Much of the critique of the commercialisation of higher education focuses on the poisonous effect it has on academic life.
In the opening pages of their new book, Aspiring Adults Adrift, Richard Arum and Josipa Roksa, sociologists at New York University and the University of Virginia, respectively, set the scene with this narrative, which they say has undermined the “belief in a community of scholars and not a confederacy of self-seekers; the idea of openness and not ownership; the professor as a pursuer of truth, and not an entrepreneur”.
The authors, who won wide acclaim for their earlier book, Academically Adrift, do not disagree with this analysis, but argue that it focuses too much on the day-to-day experience of lecturers and professors, and not enough on the people for whom, as the market would have it, they now work: the students.
Administrators have shifted institutional emphasis from students’ academic and moral development to their personal growth and well-being
The consumerist approach, which few publicly endorse but many believe has been tacitly accepted by university leaders, is supposed to work for the student: they pay your wages, the argument goes, so you will make damn sure that you provide value for money – or face the consequences.
But Arum and Roksa argue that it has been a disaster for students, who, like frogs in a saucepan, have been sold a warm bath when in fact their intellectual curiosity and crucial elements of the teacher-student contract are being cooked.
“Educators have increasingly ceded their authority to students, and administrators have shifted institutional emphasis from students’ academic and moral development to their personal growth and well-being,” they write.
We hear more from Arum and Roksa in an in-depth interview this week, and their theme also ties in with our cover feature, in which Tom Palaima, professor of Classics at the University of Texas at Austin, extols the virtues of listening – really listening – in higher education.
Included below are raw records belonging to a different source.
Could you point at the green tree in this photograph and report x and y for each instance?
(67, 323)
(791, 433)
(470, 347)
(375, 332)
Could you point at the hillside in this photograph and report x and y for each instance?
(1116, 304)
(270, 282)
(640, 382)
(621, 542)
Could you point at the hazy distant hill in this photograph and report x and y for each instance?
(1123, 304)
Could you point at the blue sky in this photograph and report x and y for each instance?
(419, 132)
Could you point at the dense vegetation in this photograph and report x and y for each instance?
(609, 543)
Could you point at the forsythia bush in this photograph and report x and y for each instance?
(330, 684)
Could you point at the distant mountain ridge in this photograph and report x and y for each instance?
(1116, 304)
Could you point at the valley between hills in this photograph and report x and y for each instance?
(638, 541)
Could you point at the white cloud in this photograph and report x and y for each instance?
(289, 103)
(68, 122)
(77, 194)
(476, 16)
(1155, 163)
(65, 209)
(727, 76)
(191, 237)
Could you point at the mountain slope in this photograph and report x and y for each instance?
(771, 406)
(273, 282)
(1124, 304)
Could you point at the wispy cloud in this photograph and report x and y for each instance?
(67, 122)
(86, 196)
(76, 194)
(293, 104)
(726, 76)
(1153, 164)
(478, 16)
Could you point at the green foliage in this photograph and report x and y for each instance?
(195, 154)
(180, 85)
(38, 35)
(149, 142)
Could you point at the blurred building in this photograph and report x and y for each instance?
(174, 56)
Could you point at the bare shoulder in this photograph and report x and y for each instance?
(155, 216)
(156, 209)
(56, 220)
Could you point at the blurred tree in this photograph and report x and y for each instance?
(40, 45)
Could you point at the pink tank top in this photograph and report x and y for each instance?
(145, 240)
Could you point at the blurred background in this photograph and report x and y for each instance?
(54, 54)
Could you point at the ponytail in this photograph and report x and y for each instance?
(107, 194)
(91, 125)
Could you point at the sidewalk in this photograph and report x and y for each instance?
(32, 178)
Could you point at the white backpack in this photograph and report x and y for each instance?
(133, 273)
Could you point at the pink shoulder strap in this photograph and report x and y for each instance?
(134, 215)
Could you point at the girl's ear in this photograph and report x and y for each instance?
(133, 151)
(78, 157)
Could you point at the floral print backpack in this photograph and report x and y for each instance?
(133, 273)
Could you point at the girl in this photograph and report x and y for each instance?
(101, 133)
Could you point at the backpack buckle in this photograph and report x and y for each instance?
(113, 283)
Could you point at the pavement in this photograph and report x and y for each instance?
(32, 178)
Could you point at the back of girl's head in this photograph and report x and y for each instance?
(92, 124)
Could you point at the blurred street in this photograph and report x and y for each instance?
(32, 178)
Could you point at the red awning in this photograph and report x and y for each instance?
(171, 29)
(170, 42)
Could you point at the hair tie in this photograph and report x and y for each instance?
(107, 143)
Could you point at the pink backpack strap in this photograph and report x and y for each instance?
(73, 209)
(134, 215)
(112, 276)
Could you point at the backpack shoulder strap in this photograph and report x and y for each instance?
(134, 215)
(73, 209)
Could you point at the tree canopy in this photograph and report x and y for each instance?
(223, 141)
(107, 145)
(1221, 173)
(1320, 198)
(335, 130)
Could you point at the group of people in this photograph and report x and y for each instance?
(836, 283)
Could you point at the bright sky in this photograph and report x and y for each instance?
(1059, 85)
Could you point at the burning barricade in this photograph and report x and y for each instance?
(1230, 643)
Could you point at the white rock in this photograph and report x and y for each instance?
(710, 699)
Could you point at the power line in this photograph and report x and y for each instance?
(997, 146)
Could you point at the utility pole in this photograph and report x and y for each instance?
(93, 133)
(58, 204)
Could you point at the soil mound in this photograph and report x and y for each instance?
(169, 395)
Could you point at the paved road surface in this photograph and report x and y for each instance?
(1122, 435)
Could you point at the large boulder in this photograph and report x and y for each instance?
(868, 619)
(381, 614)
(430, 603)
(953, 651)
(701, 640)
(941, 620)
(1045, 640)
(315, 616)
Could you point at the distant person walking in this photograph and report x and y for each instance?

Being present is not enough. Yet in an echo of the theme of Aspiring Adults Adrift, Palaima warns that “all the incentives in our systems of higher education…are structured now to promote an intensive self-absorption and self-mindedness”.
Who, then, benefits from the remodelling of higher education as we know it?
The staff? Few say so: author and professor of literature Marina Warner, writing in the London Review of Books last week, drew comparisons between the ethos emerging in many universities and Chinese communist corporatism “where enforcers rush to carry out the latest orders in an ecstasy of obedience to ideological principles which they do not seem to have examined, let alone discussed with the people they order to follow them”. The government? It’s hard to see how, when the switch to a high-fee system in the UK may cost more than the system it replaced. It must be the students, then?
The irony is that in the commercial world, the most-admired companies – the innovators and those that tend also to be the most successful – are almost always led by values, putting ideas and integrity ahead of short-termism and the most rapacious elements of commercial ideology.
Universities have all these things in spades, but many of their most passionate supporters are sounding the alarm. It would be foolish not to listen.